Una nota positiva della Finanziaria 2005, invece, è rappresentata dalla revisione al rialzo dei cosiddetti studi di settore validi per individuare il reddito dei lavoratori autonomi. È indiscutibile, infatti, che nello sconvolgimento monetario verificatosi nel Paese in seguito all’introduzione dell’euro, i danni maggiori li abbiano subiti i ceti più deboli della popolazione, primi fra tutti i lavoratori dipendenti e i pensionati, le cui perdite si sono trasformate in lauti guadagni per una miriade di piccoli e medi esercizi commerciali.
Sembra quindi più che giusto che questi ultimi debbano ora contribuire in modo più sostanzioso a sostenere gli impegni di spesa della Finanziaria. Un’altra annotazione ci sembra d’obbligo. Il famigerato tetto non riguarda gli organi istituzionali che, pertanto, potranno continuare ad aumentarsi a piacimento retribuzioni che nell’Italia di oggi, dove i nuovi poveri aumentano a ritmo vertiginoso, appaiono a dir poco scandalose nella loro entità. Quirinale, Senato, Camera dei deputati e Corte Costituzionale potranno quindi far crescere i propri bilanci ben oltre il 2 per cento consentito ai peones nostrani. Si dirà: l’impatto economico è modesto e quindi poco determinante ai fini prefissati. Tutto vero, ma sono proprio gli organismi istituzionali che, con il loro esempio, dovrebbero indicare ai cittadini la strada del sacrificio per consentire al Paese di risalire la china della crisi economica.

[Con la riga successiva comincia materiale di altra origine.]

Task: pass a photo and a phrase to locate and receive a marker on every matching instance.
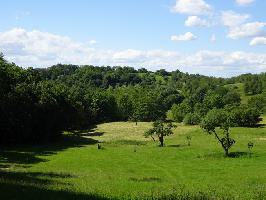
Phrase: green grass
(239, 87)
(133, 167)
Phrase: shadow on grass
(217, 155)
(174, 145)
(28, 155)
(127, 142)
(87, 132)
(145, 179)
(20, 185)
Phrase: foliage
(192, 119)
(219, 119)
(160, 129)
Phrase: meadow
(130, 166)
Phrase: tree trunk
(161, 140)
(226, 152)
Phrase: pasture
(130, 166)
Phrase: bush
(245, 116)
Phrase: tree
(160, 129)
(179, 111)
(218, 118)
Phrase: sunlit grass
(132, 166)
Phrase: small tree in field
(160, 129)
(219, 119)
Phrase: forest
(38, 104)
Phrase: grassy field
(131, 166)
(239, 88)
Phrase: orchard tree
(160, 129)
(218, 118)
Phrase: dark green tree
(219, 119)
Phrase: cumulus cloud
(213, 38)
(244, 2)
(258, 41)
(192, 7)
(232, 19)
(41, 49)
(93, 42)
(196, 21)
(238, 26)
(188, 36)
(247, 30)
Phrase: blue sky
(220, 38)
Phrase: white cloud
(238, 26)
(244, 2)
(93, 42)
(192, 7)
(231, 19)
(213, 38)
(247, 30)
(258, 41)
(41, 49)
(21, 15)
(188, 36)
(196, 21)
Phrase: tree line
(37, 105)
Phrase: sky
(210, 37)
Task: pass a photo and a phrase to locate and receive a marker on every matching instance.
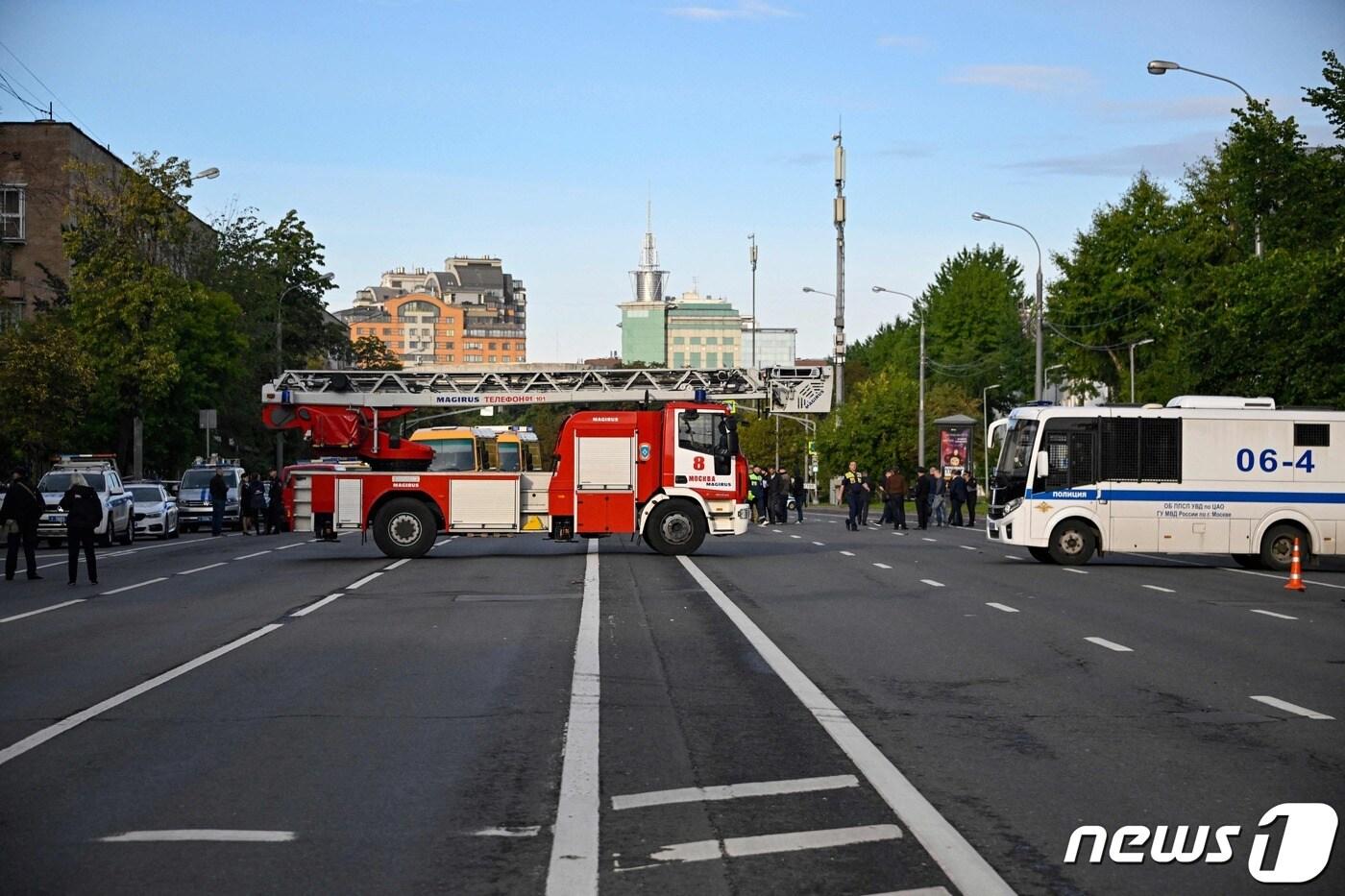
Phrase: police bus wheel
(1278, 546)
(404, 527)
(675, 527)
(1072, 543)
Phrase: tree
(372, 352)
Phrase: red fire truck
(672, 475)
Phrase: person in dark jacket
(257, 503)
(958, 496)
(23, 507)
(923, 498)
(971, 498)
(275, 507)
(84, 514)
(218, 496)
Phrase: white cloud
(1025, 78)
(904, 40)
(742, 10)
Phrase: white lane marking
(733, 791)
(97, 709)
(363, 581)
(574, 866)
(318, 604)
(1109, 644)
(138, 584)
(968, 872)
(709, 849)
(206, 835)
(187, 572)
(1290, 708)
(1263, 613)
(34, 613)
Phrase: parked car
(103, 476)
(155, 510)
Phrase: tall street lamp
(981, 215)
(1133, 346)
(920, 423)
(326, 280)
(985, 420)
(1163, 66)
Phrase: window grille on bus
(1313, 435)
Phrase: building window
(12, 211)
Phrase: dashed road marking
(766, 844)
(964, 865)
(318, 604)
(201, 835)
(111, 702)
(187, 572)
(138, 584)
(34, 613)
(1266, 613)
(1291, 708)
(733, 791)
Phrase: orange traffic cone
(1295, 572)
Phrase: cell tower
(648, 278)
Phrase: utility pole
(838, 215)
(755, 363)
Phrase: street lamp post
(920, 423)
(981, 215)
(1133, 346)
(280, 363)
(1163, 66)
(985, 420)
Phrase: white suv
(117, 505)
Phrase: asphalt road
(799, 711)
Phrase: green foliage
(372, 352)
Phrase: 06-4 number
(1248, 460)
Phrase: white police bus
(1206, 473)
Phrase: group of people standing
(22, 512)
(770, 492)
(938, 498)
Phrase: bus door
(1071, 480)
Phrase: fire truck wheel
(675, 527)
(404, 527)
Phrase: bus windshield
(452, 455)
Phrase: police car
(194, 509)
(100, 472)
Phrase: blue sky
(405, 131)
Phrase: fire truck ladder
(789, 389)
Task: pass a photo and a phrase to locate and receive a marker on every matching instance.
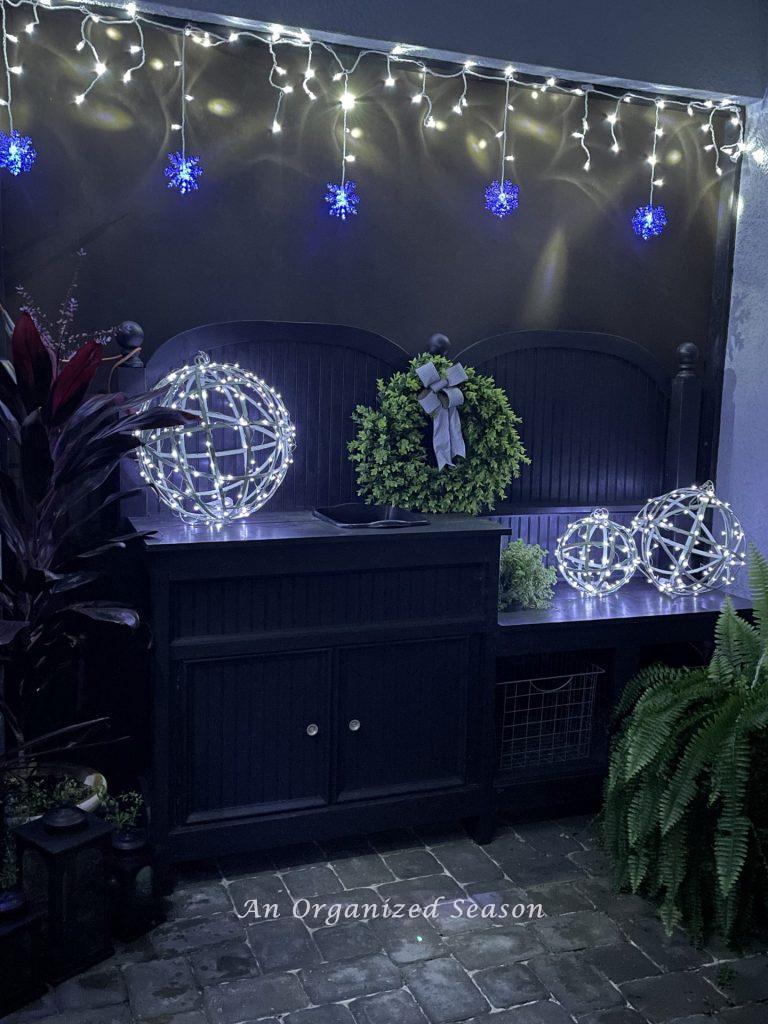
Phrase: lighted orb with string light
(502, 198)
(597, 555)
(689, 541)
(230, 462)
(648, 221)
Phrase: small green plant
(392, 452)
(685, 818)
(123, 811)
(524, 582)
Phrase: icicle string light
(16, 152)
(409, 57)
(182, 170)
(342, 198)
(503, 197)
(649, 221)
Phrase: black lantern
(64, 861)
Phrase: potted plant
(124, 811)
(685, 818)
(69, 444)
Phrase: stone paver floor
(273, 938)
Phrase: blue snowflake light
(502, 198)
(16, 152)
(182, 172)
(649, 221)
(342, 200)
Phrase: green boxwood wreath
(392, 453)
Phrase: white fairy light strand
(400, 53)
(8, 101)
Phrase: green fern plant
(685, 816)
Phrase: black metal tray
(353, 515)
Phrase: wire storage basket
(545, 716)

Un’ultima riflessione. Non si vede traccia alcuna nel documento governativo di quei pilastri fondamentali necessari per il rilancio dell’azienda Italia che sono rappresentati dal potenziamento di infrastrutture, dalla scuola e dalla ricerca. Eppure almeno un timido segnale in tale direzione sarebbe stato più che opportuno. Dunque, solo per limitarci ai temi trattati, una Finanziaria «di guerra» quella messa a punto dall’Esecutivo e che, tuttavia, deve diventare più equilibrata e comprensibile per essere almeno «sopportata» dai cittadini. Una Finanziaria che attraverso il «collegato» può essere resa più equa per superare il momento contingente e guardare anche a quel benessere futuro del Paese che deve essere, poi, l’obiettivo primario che qualsivoglia Governo deve porsi.